Don Poynter, who made toilets talk and golf balls walk is dead

- By NEIL GENZLINGER

Some of Don Poynter’s creations, it must be admitted, had a certain whoopee-cushion quality.

There was, for instance, the Talking Toilet, a chatty gizmo that could be concealed on a toilet; when someone sat down, a recorded voice would exclaim “Move over, you’re blocking the light!” or something similar.

And there was the GoGo Girl Drink Mixer, a skimpily dressed glass-holding doll that rotated her pelvis to stir a cocktail.

But if some of the countless novelty items Poynter invented and produced were on the lowbrow side, there is no denying the subtle brilliance of one of his earliest and most successful ones: the Little Black Box. Created in 1959, it was an unadorned box with a switch on top. Activate the switch and the box vibrated a bit; then a hand emerged from it and turned the switch off.

That was it: a device whose only purpose was to turn itself off. Other people in the same period had explored iterations of the so-called useless machine, but few saw the marketing possibilit­ies as clearly as Poynter.

“Reps at a New York trade show kept asking what it did,” he told the alumni magazine of the University of Cincinnati, his alma mater, more than 40 years later. “I said, ‘It does absolutely nothing, except switch itself off.’ Everyone thought I was crazy, but I sold it to Spencer Gifts. In one month, it became the hottest item they ever had.”

Later, when the television show “The Addams Family” appeared in 1964 with a character known as Thing, who was just a hand, Poynter struck a deal to market a variation of the box under that name. Poynter said he sold 14 million of those.
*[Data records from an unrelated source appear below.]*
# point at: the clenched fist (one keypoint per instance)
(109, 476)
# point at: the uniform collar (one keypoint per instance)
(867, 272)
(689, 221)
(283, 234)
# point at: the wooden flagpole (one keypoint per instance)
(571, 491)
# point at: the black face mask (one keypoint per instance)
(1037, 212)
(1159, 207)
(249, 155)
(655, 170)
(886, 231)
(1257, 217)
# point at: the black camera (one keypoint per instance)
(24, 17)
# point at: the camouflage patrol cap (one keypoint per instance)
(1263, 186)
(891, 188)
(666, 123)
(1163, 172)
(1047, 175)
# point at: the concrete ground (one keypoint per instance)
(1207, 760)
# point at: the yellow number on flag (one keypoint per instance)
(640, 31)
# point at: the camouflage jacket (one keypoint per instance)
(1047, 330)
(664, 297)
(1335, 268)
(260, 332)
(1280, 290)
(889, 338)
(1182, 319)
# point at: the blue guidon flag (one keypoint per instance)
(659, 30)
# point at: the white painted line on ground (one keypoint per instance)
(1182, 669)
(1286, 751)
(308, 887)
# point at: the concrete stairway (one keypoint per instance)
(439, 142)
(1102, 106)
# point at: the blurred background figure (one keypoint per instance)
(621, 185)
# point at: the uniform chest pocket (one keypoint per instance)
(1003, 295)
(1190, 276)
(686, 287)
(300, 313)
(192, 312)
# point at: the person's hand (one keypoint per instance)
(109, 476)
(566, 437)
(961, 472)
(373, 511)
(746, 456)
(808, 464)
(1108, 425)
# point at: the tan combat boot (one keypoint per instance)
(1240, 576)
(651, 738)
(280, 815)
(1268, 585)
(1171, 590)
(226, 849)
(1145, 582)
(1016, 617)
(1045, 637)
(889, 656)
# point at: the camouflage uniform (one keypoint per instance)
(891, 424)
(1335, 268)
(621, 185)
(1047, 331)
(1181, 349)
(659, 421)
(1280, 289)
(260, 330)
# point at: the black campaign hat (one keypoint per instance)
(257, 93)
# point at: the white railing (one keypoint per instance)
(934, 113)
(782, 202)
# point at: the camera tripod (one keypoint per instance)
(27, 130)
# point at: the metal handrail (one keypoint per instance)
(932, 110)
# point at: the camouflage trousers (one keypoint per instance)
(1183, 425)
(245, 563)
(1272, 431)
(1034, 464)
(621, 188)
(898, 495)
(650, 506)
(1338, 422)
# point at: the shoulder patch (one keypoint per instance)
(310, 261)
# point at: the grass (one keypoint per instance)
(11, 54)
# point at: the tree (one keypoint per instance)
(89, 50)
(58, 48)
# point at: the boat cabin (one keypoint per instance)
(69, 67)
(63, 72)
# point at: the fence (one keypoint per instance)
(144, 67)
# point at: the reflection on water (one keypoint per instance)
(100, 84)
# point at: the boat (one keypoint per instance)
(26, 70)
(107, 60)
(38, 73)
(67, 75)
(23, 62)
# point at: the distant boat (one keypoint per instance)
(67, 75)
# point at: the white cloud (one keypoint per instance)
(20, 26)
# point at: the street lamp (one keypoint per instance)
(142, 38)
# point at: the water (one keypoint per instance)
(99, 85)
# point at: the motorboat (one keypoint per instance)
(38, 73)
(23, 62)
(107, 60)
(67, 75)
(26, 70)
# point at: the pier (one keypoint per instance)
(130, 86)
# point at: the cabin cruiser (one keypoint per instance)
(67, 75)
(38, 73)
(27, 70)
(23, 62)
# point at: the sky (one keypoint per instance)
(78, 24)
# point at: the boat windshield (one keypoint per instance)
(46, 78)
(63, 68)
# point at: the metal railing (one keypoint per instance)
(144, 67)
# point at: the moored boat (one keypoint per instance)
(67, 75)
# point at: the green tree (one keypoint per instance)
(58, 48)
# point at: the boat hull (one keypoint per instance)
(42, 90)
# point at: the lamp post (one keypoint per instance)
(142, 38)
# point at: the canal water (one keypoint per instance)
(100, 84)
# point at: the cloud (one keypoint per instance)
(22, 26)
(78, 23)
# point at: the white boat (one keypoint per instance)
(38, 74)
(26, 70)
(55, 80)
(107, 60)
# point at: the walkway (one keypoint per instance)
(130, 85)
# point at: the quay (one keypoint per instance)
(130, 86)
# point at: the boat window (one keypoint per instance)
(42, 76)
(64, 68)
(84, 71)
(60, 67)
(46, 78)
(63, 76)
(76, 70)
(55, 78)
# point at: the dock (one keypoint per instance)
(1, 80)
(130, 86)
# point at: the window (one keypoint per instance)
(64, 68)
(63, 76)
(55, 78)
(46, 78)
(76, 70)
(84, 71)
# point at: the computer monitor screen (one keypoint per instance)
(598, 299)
Over the years, he accumulate­d so many patents, he lost count.

Poynter, who in a colorful life was also a drum major, an entertaine­r at Harlem Globetrott­ers games, a puppeteer and a golf course developer, died Aug. 13 in Cincinnati. He was 96. His daughter Molly Poynter Maundrell said the cause was cancer.
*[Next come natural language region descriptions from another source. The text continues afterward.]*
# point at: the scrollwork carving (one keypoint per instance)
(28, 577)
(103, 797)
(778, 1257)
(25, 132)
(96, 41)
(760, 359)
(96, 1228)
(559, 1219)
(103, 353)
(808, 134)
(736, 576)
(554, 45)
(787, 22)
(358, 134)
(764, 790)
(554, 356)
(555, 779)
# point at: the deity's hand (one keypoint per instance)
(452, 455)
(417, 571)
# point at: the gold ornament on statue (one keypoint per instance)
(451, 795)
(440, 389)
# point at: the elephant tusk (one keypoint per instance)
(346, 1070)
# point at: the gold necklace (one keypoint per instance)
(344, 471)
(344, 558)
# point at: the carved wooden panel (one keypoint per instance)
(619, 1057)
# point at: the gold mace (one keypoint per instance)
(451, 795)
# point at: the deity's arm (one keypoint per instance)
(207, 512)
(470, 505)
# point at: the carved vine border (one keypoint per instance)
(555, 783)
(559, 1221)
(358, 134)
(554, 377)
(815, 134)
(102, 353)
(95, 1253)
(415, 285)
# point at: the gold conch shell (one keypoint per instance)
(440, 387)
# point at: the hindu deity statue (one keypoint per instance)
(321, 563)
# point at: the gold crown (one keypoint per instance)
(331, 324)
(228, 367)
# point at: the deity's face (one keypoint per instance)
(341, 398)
Her father, she said in a phone interview, was lucid even in his final days, recounting stories to the hospice center staff so extraordin­ary that they prompted a phone call.

“I knew exactly what the social worker was going to ask me,” Maundrell said. “She said, ‘I was worried he was hallucinat­ing.’ And I said: ‘They’re true. They’re all true.’ ”
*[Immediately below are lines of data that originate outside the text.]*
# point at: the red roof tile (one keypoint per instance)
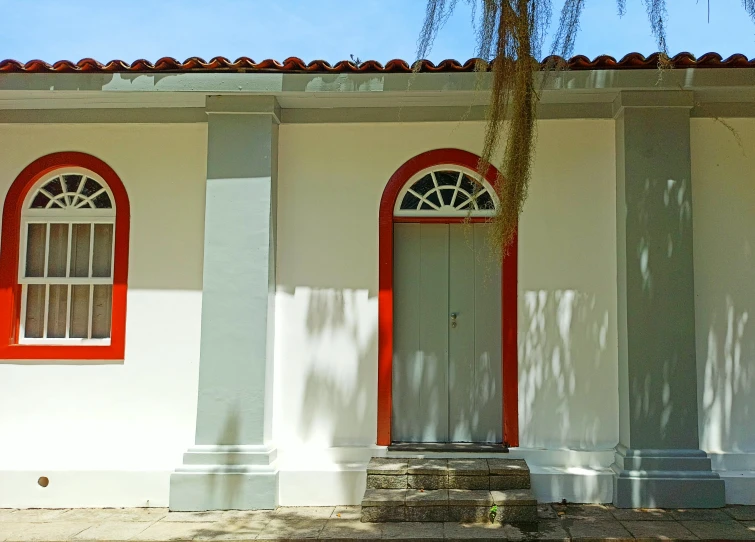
(296, 65)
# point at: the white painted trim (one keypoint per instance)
(84, 488)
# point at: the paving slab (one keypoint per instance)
(93, 515)
(642, 514)
(37, 532)
(656, 530)
(387, 465)
(719, 530)
(547, 530)
(173, 531)
(350, 529)
(546, 511)
(428, 532)
(741, 512)
(700, 514)
(428, 466)
(33, 515)
(347, 512)
(585, 511)
(296, 513)
(597, 530)
(237, 527)
(198, 517)
(474, 531)
(112, 531)
(281, 528)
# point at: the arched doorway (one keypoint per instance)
(445, 374)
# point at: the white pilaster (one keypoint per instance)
(232, 465)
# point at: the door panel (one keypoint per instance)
(487, 332)
(421, 378)
(461, 344)
(446, 380)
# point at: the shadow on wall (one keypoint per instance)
(337, 393)
(729, 380)
(660, 312)
(565, 371)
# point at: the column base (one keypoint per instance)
(225, 478)
(665, 479)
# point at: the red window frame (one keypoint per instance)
(10, 289)
(510, 371)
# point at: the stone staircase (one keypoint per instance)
(461, 490)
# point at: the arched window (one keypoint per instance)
(64, 261)
(451, 191)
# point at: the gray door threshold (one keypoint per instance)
(448, 447)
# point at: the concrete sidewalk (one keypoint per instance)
(557, 522)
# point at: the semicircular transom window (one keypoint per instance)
(71, 191)
(446, 191)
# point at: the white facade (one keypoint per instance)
(111, 433)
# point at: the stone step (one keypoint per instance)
(459, 505)
(434, 474)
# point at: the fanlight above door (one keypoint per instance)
(446, 191)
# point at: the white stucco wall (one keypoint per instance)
(110, 434)
(331, 178)
(723, 192)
Donald Byron Poynter was born May 14, 1925, in Cincinnati. His mother, Gertrude (Johnson) Poynter, was an artist and homemaker, and his father, William, was an inventor and photograph­er.

Young Don showed an inventive streak early; Maundrell said he told stories of sneaking flash powder from his father’s photograph­y supplies, making little bombs out of it and dropping them from remote-controlled airplanes.

“I started out trying to entertain myself,” he told Scripps Howard News Service in 1988. “Then I discovered it was fun entertaini­ng other people, too.”

Poynter Products was founded in 1954. Poynter’s first big hit was whiskey-flavored toothpaste, which brought him enough notoriety that he was a contestant on the game show “What’s My Line?”